- Born: October 14, 1927 Port Colborne, Ontario, Canada
- Died: April 3, 1998 (aged 70) Caledon East, Ontario, Canada
- Occupation: Choral conductor
- Spouse(s): Trudy (Mosig) Iseler Jessie (Balsillie) Iseler

= Elmer Iseler =

Canadian choir conductor (1927–1998)

Elmer Walter Iseler, (October 14, 1927 - April 3, 1998) was a Canadian choir conductor and choral editor. He was the conductor of the Toronto Mendelssohn Choir and founder of the Festival Singers of Canada and the Elmer Iseler Singers.

==Education==
Elmer Iseler was born in 1927 in Port Colborne, Ontario, the son of a Lutheran minister. He studied piano and organ as a youth. In 1945, he enrolled in Waterloo College, an offshoot of Waterloo Lutheran Seminary that later evolved into Wilfrid Laurier University. There he studied organ and church music with Ulrich Leupold.

Iseler transferred to the Faculty of Music at the University of Toronto to finish his degree, graduating in 1950 with a Bachelor of Music. He then studied at the Ontario College of Education (now Ontario Institute for Studies in Education).

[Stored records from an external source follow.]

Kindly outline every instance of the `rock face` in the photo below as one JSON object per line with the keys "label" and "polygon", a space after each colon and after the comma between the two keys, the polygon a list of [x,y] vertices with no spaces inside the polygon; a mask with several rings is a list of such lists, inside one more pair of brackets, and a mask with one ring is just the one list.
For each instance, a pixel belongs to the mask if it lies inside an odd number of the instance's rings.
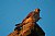
{"label": "rock face", "polygon": [[40,9],[30,13],[22,23],[16,24],[14,31],[8,36],[45,36],[44,31],[36,23],[40,20]]}

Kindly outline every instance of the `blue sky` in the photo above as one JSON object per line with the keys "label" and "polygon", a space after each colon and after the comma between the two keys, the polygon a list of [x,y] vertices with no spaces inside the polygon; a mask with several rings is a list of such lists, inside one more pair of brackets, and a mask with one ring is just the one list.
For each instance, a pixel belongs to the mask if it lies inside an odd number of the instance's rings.
{"label": "blue sky", "polygon": [[55,36],[55,0],[0,0],[0,36],[12,33],[14,25],[36,8],[41,9],[37,23],[45,36]]}

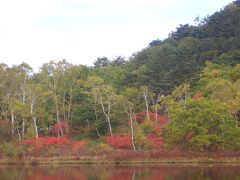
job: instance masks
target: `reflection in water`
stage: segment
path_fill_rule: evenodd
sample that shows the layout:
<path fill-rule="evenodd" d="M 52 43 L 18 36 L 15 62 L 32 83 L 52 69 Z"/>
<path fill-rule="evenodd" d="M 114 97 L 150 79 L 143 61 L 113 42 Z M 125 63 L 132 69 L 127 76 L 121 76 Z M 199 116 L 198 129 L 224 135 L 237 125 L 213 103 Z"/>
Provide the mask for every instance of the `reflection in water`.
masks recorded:
<path fill-rule="evenodd" d="M 240 165 L 59 165 L 0 166 L 0 179 L 6 180 L 202 180 L 240 179 Z"/>

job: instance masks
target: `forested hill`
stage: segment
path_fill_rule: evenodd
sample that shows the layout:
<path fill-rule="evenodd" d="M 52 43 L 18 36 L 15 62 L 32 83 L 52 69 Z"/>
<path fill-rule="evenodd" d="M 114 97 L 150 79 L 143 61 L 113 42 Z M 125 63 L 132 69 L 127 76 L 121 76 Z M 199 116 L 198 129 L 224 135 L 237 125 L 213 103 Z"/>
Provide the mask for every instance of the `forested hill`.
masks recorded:
<path fill-rule="evenodd" d="M 168 93 L 183 82 L 193 83 L 206 61 L 240 62 L 240 0 L 195 22 L 135 53 L 126 65 L 125 84 Z"/>
<path fill-rule="evenodd" d="M 239 127 L 240 0 L 129 61 L 50 61 L 38 73 L 0 63 L 0 159 L 239 151 Z"/>

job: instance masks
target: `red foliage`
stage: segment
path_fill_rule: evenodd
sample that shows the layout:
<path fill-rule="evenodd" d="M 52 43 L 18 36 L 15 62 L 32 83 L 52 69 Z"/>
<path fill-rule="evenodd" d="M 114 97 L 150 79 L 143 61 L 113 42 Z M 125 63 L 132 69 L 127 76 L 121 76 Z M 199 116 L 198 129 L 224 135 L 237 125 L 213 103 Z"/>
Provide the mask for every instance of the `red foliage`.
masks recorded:
<path fill-rule="evenodd" d="M 193 99 L 200 99 L 200 98 L 203 98 L 204 95 L 202 92 L 197 92 L 196 94 L 193 95 Z"/>
<path fill-rule="evenodd" d="M 61 128 L 63 130 L 63 133 L 67 133 L 67 130 L 69 129 L 68 123 L 66 121 L 60 121 L 59 123 L 56 123 L 54 126 L 52 126 L 50 131 L 53 134 L 58 134 Z"/>
<path fill-rule="evenodd" d="M 161 146 L 163 144 L 162 137 L 158 137 L 156 134 L 146 134 L 146 137 L 153 146 Z"/>
<path fill-rule="evenodd" d="M 192 136 L 193 136 L 193 133 L 192 132 L 188 132 L 188 133 L 186 133 L 186 135 L 185 135 L 185 140 L 186 141 L 189 141 L 189 140 L 191 140 L 192 139 Z"/>
<path fill-rule="evenodd" d="M 86 142 L 84 140 L 72 142 L 73 151 L 78 151 L 80 149 L 83 149 L 85 146 L 86 146 Z"/>
<path fill-rule="evenodd" d="M 106 142 L 116 148 L 129 148 L 131 146 L 130 134 L 113 134 L 106 137 Z"/>
<path fill-rule="evenodd" d="M 148 114 L 152 121 L 156 121 L 156 113 L 149 111 Z M 133 116 L 133 118 L 136 119 L 137 122 L 139 122 L 139 123 L 144 122 L 146 117 L 147 117 L 147 112 L 139 112 L 139 113 L 135 114 L 135 116 Z M 164 125 L 167 123 L 167 121 L 168 121 L 167 116 L 157 114 L 157 123 L 158 124 Z"/>
<path fill-rule="evenodd" d="M 66 137 L 40 137 L 38 139 L 22 140 L 22 143 L 26 146 L 33 146 L 36 149 L 41 149 L 45 146 L 65 145 L 68 141 Z"/>

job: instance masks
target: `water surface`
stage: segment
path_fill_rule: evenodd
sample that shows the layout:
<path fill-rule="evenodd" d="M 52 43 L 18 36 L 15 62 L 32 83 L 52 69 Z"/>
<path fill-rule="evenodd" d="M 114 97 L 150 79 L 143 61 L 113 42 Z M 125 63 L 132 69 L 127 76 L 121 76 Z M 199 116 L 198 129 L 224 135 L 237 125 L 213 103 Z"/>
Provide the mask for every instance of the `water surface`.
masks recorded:
<path fill-rule="evenodd" d="M 236 164 L 0 166 L 4 180 L 235 180 Z"/>

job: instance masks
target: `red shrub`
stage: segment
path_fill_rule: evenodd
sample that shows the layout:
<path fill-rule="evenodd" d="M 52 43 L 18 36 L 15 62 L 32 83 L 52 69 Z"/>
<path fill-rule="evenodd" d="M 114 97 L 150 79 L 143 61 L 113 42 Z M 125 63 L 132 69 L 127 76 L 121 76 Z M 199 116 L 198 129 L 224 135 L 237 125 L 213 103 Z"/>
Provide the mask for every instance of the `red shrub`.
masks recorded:
<path fill-rule="evenodd" d="M 74 141 L 72 143 L 72 150 L 73 151 L 78 151 L 80 149 L 83 149 L 86 146 L 86 141 L 81 140 L 81 141 Z"/>
<path fill-rule="evenodd" d="M 202 92 L 197 92 L 196 94 L 193 95 L 193 99 L 200 99 L 200 98 L 203 98 L 204 95 Z"/>
<path fill-rule="evenodd" d="M 114 134 L 106 137 L 106 142 L 116 148 L 129 148 L 131 147 L 130 134 L 119 135 Z"/>
<path fill-rule="evenodd" d="M 150 120 L 156 121 L 156 113 L 155 112 L 149 111 L 148 114 L 150 116 Z M 133 118 L 136 119 L 137 122 L 142 123 L 146 120 L 146 117 L 147 117 L 147 112 L 139 112 L 139 113 L 135 114 L 135 116 Z M 167 116 L 157 114 L 157 123 L 158 124 L 164 125 L 167 123 L 167 121 L 168 121 Z"/>
<path fill-rule="evenodd" d="M 161 146 L 163 144 L 162 137 L 158 137 L 155 134 L 146 134 L 146 137 L 150 141 L 149 143 L 153 146 Z"/>
<path fill-rule="evenodd" d="M 60 130 L 63 130 L 63 133 L 67 133 L 69 129 L 69 125 L 66 121 L 60 121 L 59 123 L 56 123 L 54 126 L 51 127 L 50 131 L 53 134 L 58 134 Z"/>
<path fill-rule="evenodd" d="M 69 140 L 66 137 L 40 137 L 38 139 L 22 140 L 23 145 L 33 146 L 35 149 L 53 145 L 66 145 L 68 142 Z"/>

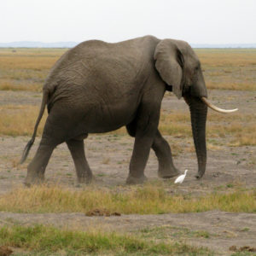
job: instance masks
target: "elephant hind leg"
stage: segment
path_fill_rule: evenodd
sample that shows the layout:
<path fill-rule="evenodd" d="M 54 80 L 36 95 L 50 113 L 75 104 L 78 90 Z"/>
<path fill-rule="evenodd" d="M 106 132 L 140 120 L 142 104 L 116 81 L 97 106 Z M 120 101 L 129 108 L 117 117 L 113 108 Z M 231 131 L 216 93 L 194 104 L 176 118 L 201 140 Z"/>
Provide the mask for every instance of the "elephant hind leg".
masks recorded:
<path fill-rule="evenodd" d="M 168 143 L 163 138 L 159 130 L 155 134 L 152 148 L 154 149 L 159 162 L 159 177 L 170 178 L 177 176 L 180 173 L 173 165 L 171 148 Z"/>
<path fill-rule="evenodd" d="M 84 137 L 79 137 L 75 139 L 68 140 L 66 143 L 75 165 L 78 182 L 89 183 L 92 179 L 92 172 L 85 158 Z"/>

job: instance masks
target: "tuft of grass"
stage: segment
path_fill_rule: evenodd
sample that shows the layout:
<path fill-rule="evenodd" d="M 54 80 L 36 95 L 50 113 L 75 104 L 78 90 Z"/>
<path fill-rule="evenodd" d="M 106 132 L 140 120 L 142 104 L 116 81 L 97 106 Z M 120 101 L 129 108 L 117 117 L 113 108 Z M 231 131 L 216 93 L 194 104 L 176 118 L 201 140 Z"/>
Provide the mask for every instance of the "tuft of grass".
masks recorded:
<path fill-rule="evenodd" d="M 200 212 L 218 209 L 256 212 L 256 191 L 212 193 L 206 196 L 170 195 L 161 185 L 145 184 L 120 193 L 91 187 L 71 191 L 61 187 L 20 188 L 0 196 L 0 211 L 16 212 L 87 212 L 95 208 L 124 214 Z"/>
<path fill-rule="evenodd" d="M 207 248 L 197 248 L 185 244 L 156 243 L 128 235 L 115 233 L 82 232 L 58 230 L 54 227 L 14 225 L 0 229 L 2 245 L 19 247 L 26 255 L 40 253 L 44 255 L 65 253 L 65 255 L 108 253 L 114 255 L 212 255 Z M 61 253 L 61 254 L 62 254 Z"/>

While at OCE, he conducted the University of Toronto Symphony Orchestra, and the university's All-Varsity Mixed Chorus.

Iseler sang in the Toronto Mendelssohn Choir under the baton of Sir Ernest MacMillan, and in 1951-52 he apprenticed as an assistant rehearsal conductor.

==Career==
In 1952, Iseler found work teaching orchestral and choral music in Toronto high schools, an occupation he continued until 1964. From 1965 to 1968, he returned to the University of Toronto to teach choral music.

In 1954, Iseler helped to found the Festival Singers of Toronto, later known as the Festival Singers of Canada, and conducted them until 1978. He then founded a professional chamber choir, the Elmer Iseler Singers. He conducted this choir until his death in 1998.

In 1964, Iseler succeeded Walter Susskind as conductor of the Toronto Mendelssohn Choir, a position he held until 1997. The Elmer Iseler Singers formed the core of the Toronto Mendelssohn Choir from their founding until 1997.

Iseler was widely regarded as a leading Canadian choral conductor. "He brought to the Festival Singers and the Mendelssohn Choir fresh discipline and versatility, eliciting stylistic resilience, fine tuning, and a healthy sound adaptable to music of all periods." In the 1980s and 1990s, he led his choirs at many national and international festivals and events. It is said that, in a long association between the Toronto Mendelssohn Choir and the Toronto Symphony Orchestra, Iseler conducted over 150 performances of Messiah by George Frideric Handel.

In 1975, Iseler was made an Officer of the Order of Canada "for his many services in the field of music in Canada, particularly for his development of the world-renowned Toronto Mendelssohn Choir". He was awarded the Order of Ontario in 1995. In 1997, he was named a Fellow of the Royal Conservatory of Music and an adjunct professor of Choral Music at the University of Toronto, where the Elmer Iseler singers became the official choir-in-residence. Following Iseler's death, the university created the Elmer Iseler Chair in Conducting.